Die neue Innovation der wiederverwendbaren Raketen ist dabei auf gut neudeutsch ein „Game Changer“, weil es die Ökonomie des Abenteuers All auf neue Beine stellt. Das alte „Spiel“ war dabei ein sehr teures: In einem Text schreiben drei Analysten des Colony Fund, dass man sich über die hohen Kosten der Raumfahrt nicht zu wundern brauche, denn:

1. There shall be no more than one flight per month
2. The airplane shall be thrown away after each flight
3. The entire cost of the international airports at both ends of the flights shall be covered by the freight charges.

Wenn der zweite Punkt nun wegfällt und die Einwegrakete Vergangenheit ist, ist zumindest eine Beschränkung weggefallen. Tatsächlich hat Ende November Jeff Bezos mit seiner kleinen Rakete New Shepard erstmals erfolgreich eine Landung vollzogen, doch bei der relativ kleinen Rakete ist das Geschäftsmodell stark auf „Tourismus“ getrimmt. Bei der Falcon-9 von SpaceX geht es stärker um Transport. Für Elon Musk geht es um nicht weniger, als mit dieser grundlegenden Technologie die Bevölkerung des Mars zu ermöglichen.

Privatisierung des Weltraums

Es ist noch gar nicht so lange her, dass es im Netz Häme und Panik gab, als die USA unter Präsident Barack Obama 2010 angekündigt hatten, dass sie das Raumfahrtprogramm teilweise privatisieren wollen. Zum damaligen Zeitpunkt ging es freilich auch um den Budgetengpass in den öffentlichen Kassen. Die ersten Misserfolge der privaten Raumfahrtanbieter wurden dann mit der erwartbaren Schadenfreude begleitet, dass die Investoren – etwa die Milliardäre Elon Musk (Tesla) oder Jeff Bezos (Amazon) – mit ihrem Gewinnstreben eben nicht ins All kommen werden. Nur sparen und „billig, billig, billig“ anbieten, funktioniere eben bei hochtechnischen Aufgaben wie der Raumfahrt nicht.
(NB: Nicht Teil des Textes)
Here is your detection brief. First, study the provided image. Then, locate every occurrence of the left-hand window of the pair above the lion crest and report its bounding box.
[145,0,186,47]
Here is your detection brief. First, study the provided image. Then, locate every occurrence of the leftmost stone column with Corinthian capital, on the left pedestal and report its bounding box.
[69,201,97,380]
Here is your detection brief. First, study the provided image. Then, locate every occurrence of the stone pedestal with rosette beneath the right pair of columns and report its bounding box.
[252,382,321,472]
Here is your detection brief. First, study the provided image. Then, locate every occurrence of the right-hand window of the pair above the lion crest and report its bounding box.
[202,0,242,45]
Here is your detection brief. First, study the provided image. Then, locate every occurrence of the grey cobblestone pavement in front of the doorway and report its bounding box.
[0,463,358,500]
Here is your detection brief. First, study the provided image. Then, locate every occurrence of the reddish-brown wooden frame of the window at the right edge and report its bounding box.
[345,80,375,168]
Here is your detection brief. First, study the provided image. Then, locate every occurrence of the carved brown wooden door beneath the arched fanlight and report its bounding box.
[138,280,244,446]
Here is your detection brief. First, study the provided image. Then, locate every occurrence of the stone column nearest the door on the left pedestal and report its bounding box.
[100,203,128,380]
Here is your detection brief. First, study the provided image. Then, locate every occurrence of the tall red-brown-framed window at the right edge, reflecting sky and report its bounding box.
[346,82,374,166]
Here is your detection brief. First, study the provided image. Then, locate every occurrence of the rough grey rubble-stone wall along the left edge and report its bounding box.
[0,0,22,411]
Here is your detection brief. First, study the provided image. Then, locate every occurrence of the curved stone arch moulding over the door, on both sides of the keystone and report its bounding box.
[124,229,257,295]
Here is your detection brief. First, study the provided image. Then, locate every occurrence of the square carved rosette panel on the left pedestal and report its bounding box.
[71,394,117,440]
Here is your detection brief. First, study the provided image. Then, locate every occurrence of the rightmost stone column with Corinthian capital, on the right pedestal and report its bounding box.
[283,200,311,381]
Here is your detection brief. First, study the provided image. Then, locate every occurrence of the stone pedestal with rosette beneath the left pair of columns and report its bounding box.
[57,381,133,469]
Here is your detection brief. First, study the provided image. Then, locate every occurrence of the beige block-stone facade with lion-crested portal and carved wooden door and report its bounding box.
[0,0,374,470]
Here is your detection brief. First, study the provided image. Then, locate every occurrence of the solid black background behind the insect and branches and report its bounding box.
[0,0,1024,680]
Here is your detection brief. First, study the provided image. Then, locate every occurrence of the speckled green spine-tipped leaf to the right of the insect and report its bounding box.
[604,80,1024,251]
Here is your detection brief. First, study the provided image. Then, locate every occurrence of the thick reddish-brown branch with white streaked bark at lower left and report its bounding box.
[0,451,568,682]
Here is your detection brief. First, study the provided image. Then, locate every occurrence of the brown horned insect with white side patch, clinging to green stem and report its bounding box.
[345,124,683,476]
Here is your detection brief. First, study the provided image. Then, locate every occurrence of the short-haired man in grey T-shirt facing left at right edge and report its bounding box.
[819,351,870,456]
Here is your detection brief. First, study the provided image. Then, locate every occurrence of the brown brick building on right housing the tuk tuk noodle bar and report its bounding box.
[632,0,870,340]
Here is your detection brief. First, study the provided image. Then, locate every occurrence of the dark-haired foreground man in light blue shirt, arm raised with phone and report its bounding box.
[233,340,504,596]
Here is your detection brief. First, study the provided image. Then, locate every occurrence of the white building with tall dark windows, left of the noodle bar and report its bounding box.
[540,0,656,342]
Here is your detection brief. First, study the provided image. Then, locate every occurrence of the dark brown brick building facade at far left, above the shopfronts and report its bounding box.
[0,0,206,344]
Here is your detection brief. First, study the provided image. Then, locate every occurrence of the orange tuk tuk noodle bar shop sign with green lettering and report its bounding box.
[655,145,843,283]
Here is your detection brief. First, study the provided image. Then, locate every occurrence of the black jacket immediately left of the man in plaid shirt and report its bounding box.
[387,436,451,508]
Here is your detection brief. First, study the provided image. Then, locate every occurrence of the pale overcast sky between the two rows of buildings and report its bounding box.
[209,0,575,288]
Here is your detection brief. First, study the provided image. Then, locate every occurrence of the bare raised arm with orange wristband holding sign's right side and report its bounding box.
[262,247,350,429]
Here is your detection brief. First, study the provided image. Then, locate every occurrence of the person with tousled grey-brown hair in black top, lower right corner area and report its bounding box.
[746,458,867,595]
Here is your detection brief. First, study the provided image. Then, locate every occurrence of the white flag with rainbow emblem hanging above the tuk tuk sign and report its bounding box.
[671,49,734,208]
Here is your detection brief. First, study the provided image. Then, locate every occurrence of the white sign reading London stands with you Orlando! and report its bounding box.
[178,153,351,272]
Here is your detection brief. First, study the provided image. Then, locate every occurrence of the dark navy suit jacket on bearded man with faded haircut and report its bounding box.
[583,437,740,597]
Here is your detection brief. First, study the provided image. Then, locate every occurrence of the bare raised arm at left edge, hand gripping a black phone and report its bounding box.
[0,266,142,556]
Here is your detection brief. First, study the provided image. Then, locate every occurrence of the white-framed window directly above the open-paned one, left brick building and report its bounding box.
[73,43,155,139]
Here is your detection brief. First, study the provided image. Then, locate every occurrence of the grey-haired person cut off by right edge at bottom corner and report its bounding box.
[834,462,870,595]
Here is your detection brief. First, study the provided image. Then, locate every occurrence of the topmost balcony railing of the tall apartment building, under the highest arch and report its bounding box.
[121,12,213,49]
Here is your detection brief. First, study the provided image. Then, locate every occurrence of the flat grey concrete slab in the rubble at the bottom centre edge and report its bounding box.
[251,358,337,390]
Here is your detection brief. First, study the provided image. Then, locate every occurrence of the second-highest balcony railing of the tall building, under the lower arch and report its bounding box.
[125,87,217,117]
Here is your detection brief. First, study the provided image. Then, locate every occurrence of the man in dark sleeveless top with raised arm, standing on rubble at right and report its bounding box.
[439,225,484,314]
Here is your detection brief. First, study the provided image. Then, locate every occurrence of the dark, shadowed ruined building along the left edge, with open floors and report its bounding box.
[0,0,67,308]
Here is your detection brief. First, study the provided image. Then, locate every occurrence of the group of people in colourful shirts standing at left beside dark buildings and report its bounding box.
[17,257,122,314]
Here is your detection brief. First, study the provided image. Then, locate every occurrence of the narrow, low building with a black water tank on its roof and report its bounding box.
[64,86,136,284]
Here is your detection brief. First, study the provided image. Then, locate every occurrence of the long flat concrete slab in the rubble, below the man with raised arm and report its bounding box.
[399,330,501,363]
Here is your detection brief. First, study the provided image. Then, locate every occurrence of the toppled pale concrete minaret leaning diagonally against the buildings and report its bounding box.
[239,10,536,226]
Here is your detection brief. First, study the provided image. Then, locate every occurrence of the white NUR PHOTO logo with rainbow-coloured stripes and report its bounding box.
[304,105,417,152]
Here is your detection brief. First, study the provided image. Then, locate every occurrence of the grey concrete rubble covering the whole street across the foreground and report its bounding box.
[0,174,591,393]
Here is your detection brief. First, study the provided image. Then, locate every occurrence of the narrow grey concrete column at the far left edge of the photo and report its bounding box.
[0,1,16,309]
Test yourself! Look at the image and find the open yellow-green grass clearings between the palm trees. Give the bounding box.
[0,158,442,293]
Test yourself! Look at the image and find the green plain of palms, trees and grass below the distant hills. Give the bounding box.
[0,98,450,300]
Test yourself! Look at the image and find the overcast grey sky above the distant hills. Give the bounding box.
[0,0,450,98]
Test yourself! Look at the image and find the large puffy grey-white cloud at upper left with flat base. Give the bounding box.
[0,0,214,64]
Credits: Reuters/Joe Skipper

Davon sollten sich die allgemein eher staatsgläubigen Weltraumbegeisterten in Europa ein wenig lösen. Wenn es so im im US-Fall Anreize für private Investitionen gibt und ambitionierte Gründer/Erfinder/Kapitalgeber, dann ist das „Abenteuer All“ eben kein öffentliches Gut, das nur der Staat zur Verfügung stellen kann und soll. Der Kapitalismus war schon bei der riskanten Erkundung unbekannter Orte per Schiff wichtige – finanzielle – Voraussetzung für die Abenteuer der Entdecker. Als holländische Händler Schiffe dorthin schickten, „wo der Pfeffer wächst“ – und das war Indonesien – wurden Aktien ausgegeben, um das Risiko der Unternehmungen zu streuen.

Es mag zwar stimmen, dass nur die erste Rakete von SpaceX gelandet ist und die Technologie – wie die gescheiterten Versuche zuvor zeigten – noch perfektioniert werden muss. Aber der Erfolg zeigt, dass selbst in der Raumfahrt, mit ihren enormen Kostenstrukturen, private Anbieter durchaus ihren Platz haben können, um Innovationen voranzutreiben.